Recently I have been exploring how to teach both kids and the grownups alike how to curb impulsivity and other addictive/compulsive behaviors.
I came up with something that seems to work quite well, even for my 6-year-old who is learning how not to hit when angry, and my 9-year-old (and lots of people a lot older than 9!) how not to yell and get aggressive when angry.
That impulsive rush to action or aggressivity has “too much yang” written all over it. Usually there is is too much yang going around long before someone acts impulsively, but it can come up suddenly too.
So I came up with something very simple, which I find works for my daughter when she is angry, and it works for me when I would rather eat chocolate that do or feel something unpleasant.
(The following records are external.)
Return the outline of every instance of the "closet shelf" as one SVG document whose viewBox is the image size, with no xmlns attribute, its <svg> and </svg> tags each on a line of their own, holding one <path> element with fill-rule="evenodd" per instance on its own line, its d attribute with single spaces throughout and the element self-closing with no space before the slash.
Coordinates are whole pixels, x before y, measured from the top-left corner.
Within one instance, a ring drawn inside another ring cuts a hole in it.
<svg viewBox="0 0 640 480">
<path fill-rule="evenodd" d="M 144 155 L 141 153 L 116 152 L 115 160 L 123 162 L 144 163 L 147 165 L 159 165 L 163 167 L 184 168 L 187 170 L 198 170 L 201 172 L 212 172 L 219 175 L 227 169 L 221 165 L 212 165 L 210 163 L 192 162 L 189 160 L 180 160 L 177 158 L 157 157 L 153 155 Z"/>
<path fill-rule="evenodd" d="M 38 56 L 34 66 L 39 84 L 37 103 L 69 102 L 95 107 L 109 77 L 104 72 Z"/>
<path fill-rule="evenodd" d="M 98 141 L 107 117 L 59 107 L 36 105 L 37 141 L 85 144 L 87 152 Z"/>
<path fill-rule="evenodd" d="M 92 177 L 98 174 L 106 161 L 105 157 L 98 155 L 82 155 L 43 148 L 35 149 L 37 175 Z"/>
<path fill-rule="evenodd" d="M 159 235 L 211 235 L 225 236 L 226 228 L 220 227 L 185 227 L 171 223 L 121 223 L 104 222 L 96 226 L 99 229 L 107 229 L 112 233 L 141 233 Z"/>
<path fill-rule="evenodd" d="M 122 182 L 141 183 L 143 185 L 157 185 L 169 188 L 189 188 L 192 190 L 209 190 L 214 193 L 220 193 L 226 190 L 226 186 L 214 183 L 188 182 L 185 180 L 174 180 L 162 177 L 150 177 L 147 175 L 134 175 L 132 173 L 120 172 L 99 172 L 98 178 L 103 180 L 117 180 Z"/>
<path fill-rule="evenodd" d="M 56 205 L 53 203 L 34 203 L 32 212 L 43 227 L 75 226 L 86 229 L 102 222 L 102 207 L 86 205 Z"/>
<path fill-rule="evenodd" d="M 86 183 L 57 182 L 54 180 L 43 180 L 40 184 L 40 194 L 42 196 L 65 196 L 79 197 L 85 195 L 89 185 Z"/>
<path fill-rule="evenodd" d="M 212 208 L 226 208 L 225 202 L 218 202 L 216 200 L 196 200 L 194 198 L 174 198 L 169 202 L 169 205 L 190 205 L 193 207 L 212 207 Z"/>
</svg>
I call it the “stop-feel-talk” method.
First, to curb impulsivity, one must develop awareness of “going too fast” – we need to insert a moment of pause, which creates the possibility for making a choice instead of rushing ahead without thinking. If we tell ourselves to “stop” (for just a moment, or for longer), then freedom and maturity can grow out of that moment of yin-calm.
The second step is to “Feel”. Feel your body, and feel what feelings are underneath that drive to action. Is it really anger that wants expressing, or it is fear, or sadness, or another feeling?
Last, we “Talk”. It is not easy to find words for that feeling, but it feels so much better than lashing out when angry. This takes practice, and sometimes we need to be taught how to put words to what our body is feeling. But by putting those bodily feelings and emotions into words, we can communicate them to others. This often resolves a disagreement or argument in a yin-way: quietly, calmly, and often even more powerfully than a blast of yangy domination.
This same “Stop-Feel-Talk” method works very well for addictive or compulsive behaviors. Behind every compulsion is a body feeling and a trigger; if we can bring those out of the unconscious mind and into the world of words, we can start having choices about whether to act on the impulse to feed the addiction or not.